È vero che non tutti gli impianti fotovoltaici oggi in funzione (40GW a fine giugno) beneficiano degli incentivi, ma la realtà dei fatti è che il 44% degli impianti in Conto Energia operano con margini estremamente generosi portandosi a casa tra incentivo e remunerazione di borsa oltre 400€ per MWh. Risorse assorbite per produrre poco più del 7% del totale della generazione elettrica. Incentivi che pesano in bolletta, assieme al “trascinamento” dei costi di sistema che le fonti rinnovabili comportano: adeguamento della rete, accumuli e batterie, capacity market (centrali a gas tenute in stand by per intervenire quando sole e vento non producono).

Anche gli impianti installati successivamente ai 5 Conti Energia godono di incentivazioni con tariffe incentivanti fissate da aste in cui l’offerta spuntava la tariffa più alta in quanto l’assegnazione di contingenti era regolarmente superiore all’offerta. In definitiva gli impianti puramente merchant si contano sulle dita delle mani in Italia. Il punto non è demonizzare la potenza rinnovabile aggiuntiva ma interrogarsi se davvero servono tutti gli ulteriori 50GW di pannelli e 12 GW di pale previsti entro il 2030 dal Pniec.

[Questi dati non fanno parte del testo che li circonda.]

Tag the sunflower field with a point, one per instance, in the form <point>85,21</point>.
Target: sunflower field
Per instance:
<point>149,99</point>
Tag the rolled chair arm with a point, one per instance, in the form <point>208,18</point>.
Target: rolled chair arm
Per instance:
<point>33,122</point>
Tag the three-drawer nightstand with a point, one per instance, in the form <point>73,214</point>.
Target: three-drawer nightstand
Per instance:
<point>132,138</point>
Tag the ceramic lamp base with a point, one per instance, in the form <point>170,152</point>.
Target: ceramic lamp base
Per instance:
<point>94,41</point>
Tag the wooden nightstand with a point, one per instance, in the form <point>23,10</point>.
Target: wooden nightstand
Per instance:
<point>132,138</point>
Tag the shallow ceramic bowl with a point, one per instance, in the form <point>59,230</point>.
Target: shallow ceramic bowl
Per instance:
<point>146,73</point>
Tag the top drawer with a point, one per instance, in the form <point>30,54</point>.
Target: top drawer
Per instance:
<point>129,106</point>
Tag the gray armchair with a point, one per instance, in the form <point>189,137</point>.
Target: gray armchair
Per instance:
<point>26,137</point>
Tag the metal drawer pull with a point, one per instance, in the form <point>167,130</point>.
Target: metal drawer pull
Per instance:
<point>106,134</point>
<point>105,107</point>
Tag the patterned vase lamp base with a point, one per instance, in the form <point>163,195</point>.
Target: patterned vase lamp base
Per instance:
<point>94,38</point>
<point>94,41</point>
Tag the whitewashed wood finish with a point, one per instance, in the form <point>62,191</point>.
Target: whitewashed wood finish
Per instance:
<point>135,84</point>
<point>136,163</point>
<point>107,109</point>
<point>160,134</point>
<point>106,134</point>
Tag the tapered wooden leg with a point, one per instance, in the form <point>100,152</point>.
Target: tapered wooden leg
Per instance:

Perché, se è vero che con i nuovi incentivi alle prossime aste al ribasso la base viene abbassata a 65€/MWh per il fotovoltaico, non va sottaciuto che l’eccesso di produzione (quello che verrà tagliato per garantire la stabilità del sistema elettrico) sarà comunque remunerato. E con l’aumento della penetrazione delle rinnovabili è un’eventualità non solo scontata ma abbastanza ricorrente. Innondare i territori del Mezzogiorno e isole di impianti per buttare energia senza instaurare un sistema davvero dissuasivo per ottimizzare la localizzazione di nuova capacità, comporterà – oltre allo scempio del paesaggio – un’ulteriore zavorra sulle bollette degli italiani. Infine, prendo atto dell’affermazione: “Enel è tutt’altro che assolutista: con pragmatismo, nel breve periodo, persegue l’aumento della quota di rinnovabili perché da subito realizzabile”. La mia speranza è ora che Enel si impegni concretamente in investimenti nel nostro Paese.